Paranoia is not such a bad thing according to ANZ Chief Executive Mike Smith. Particularly as there is both a “threat and an opportunity” in the current era of digitalisation which he calls as ‘significant as the industrial revolution’.

“I think the banks that get this right are really going to benefit enormously – because then you can access markets you couldn’t before.”

Financial services is essentially about counting your money – accounting for what is it doing, and what it can do. For all the consumer friendly advertising campaigns, these financial institutions and managers are more about keeping the personal contact with their clients to a minimum. An annual earnings statement is best. It is not in their interest to show how they manage your investments or portfolio – you might ask too many questions. Social contact is reduced to stock PR mantras: ‘we are rock solid’, and ‘trust us’.

If you are a financial business wanting to actually engage with your customers, find out what they want, let them know what you can do for them – sell your product – then you want to join the social media theatre where the performers and the audience all mix together.

Recent figures in the Isentia Social Media Report shows that 25% of all online time in Australia is spent on social media, that’s 15 in every 60 minutes. Facebook dominates with 58% market penetration. It is not just about the kids organizing their social lives, it goes beyond a generation silos. Business’s big and small now recognise the value of having a presence on Facebook.
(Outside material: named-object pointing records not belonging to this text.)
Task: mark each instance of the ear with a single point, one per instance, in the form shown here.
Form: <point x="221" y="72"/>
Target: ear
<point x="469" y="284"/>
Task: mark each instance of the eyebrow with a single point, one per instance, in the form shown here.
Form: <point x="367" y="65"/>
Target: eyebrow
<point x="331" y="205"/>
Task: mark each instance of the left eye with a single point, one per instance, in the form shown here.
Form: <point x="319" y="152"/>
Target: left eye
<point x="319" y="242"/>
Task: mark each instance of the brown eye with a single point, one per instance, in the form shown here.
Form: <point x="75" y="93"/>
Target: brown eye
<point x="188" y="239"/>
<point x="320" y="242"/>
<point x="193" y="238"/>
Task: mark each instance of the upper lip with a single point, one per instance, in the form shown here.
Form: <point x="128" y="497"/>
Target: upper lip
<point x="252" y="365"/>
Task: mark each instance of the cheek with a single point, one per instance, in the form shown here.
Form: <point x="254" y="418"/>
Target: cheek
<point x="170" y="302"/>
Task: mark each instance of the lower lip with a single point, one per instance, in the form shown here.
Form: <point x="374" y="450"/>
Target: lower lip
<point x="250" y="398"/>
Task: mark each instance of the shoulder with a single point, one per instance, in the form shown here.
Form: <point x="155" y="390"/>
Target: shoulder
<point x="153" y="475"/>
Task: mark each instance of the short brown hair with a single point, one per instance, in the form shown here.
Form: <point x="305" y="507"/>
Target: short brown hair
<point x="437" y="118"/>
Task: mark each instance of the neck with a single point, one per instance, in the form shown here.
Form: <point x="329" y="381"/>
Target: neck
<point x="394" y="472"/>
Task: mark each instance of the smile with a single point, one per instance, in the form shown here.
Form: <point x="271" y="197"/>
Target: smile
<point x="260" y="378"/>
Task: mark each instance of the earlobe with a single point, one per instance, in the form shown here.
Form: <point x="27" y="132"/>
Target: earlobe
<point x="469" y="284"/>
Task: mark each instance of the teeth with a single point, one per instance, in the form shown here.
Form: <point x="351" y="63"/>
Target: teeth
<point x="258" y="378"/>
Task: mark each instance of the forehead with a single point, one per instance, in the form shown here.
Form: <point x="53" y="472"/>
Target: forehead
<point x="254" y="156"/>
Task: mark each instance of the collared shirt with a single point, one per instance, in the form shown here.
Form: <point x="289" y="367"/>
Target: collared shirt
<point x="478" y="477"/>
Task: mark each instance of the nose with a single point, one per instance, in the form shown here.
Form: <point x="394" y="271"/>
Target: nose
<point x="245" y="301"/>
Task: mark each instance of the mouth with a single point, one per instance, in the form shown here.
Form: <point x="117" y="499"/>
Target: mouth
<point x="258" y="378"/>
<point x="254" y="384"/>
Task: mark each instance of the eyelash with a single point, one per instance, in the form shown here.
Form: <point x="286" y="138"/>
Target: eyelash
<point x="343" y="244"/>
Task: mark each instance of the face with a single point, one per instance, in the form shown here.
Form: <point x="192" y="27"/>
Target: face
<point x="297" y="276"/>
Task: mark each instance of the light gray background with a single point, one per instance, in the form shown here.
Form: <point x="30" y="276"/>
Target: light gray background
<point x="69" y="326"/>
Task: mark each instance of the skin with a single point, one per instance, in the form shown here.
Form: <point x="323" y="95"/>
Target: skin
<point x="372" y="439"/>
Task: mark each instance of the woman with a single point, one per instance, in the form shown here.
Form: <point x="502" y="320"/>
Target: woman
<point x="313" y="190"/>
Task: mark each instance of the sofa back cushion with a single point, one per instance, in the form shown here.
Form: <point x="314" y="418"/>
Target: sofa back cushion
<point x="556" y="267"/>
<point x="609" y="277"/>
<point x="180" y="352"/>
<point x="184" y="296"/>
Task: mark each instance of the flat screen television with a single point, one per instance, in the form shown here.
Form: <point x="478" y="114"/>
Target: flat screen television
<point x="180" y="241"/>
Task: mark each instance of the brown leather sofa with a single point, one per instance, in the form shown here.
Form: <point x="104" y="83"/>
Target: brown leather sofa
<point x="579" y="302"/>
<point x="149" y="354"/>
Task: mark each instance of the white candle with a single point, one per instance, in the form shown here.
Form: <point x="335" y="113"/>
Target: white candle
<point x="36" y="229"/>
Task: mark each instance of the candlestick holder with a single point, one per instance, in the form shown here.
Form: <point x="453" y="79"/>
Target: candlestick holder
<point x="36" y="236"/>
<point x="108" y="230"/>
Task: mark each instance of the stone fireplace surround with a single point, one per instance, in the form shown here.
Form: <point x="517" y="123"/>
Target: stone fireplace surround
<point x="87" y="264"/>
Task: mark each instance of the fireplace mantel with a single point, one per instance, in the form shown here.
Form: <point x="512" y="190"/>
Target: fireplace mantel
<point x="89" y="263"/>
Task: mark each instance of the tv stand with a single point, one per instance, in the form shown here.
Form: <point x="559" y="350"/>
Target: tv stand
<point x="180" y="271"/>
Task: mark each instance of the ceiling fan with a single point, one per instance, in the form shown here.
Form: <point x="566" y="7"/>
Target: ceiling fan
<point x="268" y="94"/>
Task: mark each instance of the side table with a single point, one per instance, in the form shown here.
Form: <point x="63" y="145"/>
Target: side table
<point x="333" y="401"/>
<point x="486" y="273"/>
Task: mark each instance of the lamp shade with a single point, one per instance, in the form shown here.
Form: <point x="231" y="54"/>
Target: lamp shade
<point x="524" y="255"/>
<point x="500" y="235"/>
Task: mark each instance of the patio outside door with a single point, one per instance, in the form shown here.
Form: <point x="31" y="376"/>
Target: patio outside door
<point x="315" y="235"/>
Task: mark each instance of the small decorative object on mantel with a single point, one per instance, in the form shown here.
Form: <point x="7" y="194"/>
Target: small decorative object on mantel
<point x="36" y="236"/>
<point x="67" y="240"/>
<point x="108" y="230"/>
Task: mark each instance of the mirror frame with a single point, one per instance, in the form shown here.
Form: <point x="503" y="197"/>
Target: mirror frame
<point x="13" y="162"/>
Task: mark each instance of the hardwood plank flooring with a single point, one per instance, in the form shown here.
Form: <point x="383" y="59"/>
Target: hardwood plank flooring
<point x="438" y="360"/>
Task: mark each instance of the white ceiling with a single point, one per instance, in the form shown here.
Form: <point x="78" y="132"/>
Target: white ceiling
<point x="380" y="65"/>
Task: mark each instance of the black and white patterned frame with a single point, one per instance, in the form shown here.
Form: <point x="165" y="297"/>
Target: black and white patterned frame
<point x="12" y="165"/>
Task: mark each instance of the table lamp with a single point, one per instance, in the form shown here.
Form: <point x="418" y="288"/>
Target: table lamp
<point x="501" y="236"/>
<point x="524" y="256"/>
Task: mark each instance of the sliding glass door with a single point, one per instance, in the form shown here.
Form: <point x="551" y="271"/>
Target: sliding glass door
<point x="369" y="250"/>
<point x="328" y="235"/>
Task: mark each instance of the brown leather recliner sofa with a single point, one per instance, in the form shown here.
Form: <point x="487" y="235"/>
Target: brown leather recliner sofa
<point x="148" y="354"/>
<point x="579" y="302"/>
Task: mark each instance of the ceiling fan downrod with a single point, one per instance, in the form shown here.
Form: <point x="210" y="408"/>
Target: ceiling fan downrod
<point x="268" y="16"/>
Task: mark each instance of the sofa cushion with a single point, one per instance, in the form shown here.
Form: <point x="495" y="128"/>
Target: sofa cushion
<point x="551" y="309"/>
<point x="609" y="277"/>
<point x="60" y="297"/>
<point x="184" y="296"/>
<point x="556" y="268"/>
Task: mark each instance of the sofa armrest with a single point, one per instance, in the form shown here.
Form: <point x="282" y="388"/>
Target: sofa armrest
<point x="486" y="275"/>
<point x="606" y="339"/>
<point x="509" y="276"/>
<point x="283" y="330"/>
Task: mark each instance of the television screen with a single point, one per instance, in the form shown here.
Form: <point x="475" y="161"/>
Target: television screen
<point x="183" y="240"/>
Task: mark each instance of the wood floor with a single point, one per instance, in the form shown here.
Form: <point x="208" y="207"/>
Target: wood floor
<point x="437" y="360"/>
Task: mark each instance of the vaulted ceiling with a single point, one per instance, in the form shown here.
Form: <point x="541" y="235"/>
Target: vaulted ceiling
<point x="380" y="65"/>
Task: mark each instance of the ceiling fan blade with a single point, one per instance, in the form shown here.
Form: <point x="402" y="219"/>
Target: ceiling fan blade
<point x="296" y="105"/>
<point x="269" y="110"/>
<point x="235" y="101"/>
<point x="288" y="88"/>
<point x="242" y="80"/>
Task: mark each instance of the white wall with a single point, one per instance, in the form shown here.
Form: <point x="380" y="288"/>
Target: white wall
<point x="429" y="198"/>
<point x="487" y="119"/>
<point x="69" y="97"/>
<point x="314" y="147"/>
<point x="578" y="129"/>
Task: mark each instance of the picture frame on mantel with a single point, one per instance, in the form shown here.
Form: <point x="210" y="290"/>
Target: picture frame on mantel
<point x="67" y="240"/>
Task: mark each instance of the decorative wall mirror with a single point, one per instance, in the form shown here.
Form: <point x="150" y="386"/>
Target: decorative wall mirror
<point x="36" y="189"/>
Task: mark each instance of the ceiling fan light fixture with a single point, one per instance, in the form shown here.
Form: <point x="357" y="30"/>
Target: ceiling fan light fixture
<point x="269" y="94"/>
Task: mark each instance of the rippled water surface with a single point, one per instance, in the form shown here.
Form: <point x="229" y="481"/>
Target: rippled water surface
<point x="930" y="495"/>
The Isentia figures show that the largest and fasted growing demographic in social media is the over 50s – with just over 30% using social media, close to double any other age group, and it is growing. They are not just using it to monitor or keep up with goings-on of their children and grandchildren.

One example is revealing: One third of Australia’s superannuation is held in self-managed super funds, and a clear majority of fund trustees are well over 50 years old. For the most part, these funds are run by mum and dad partnerships, all looking to improve their retirement funds. They have become their own self-supporting, professional investment class, and quick adopters of technology and new media to monitor their assets.

They are also inheriting the social media values of later generations – they want to be able to do it remotely, either at home or on the road in the mobile home, they want access to their investments and answers to their queries in real time, they want greater transparency so it easy to understand the daily progress of their investments. Bring on the pie charts.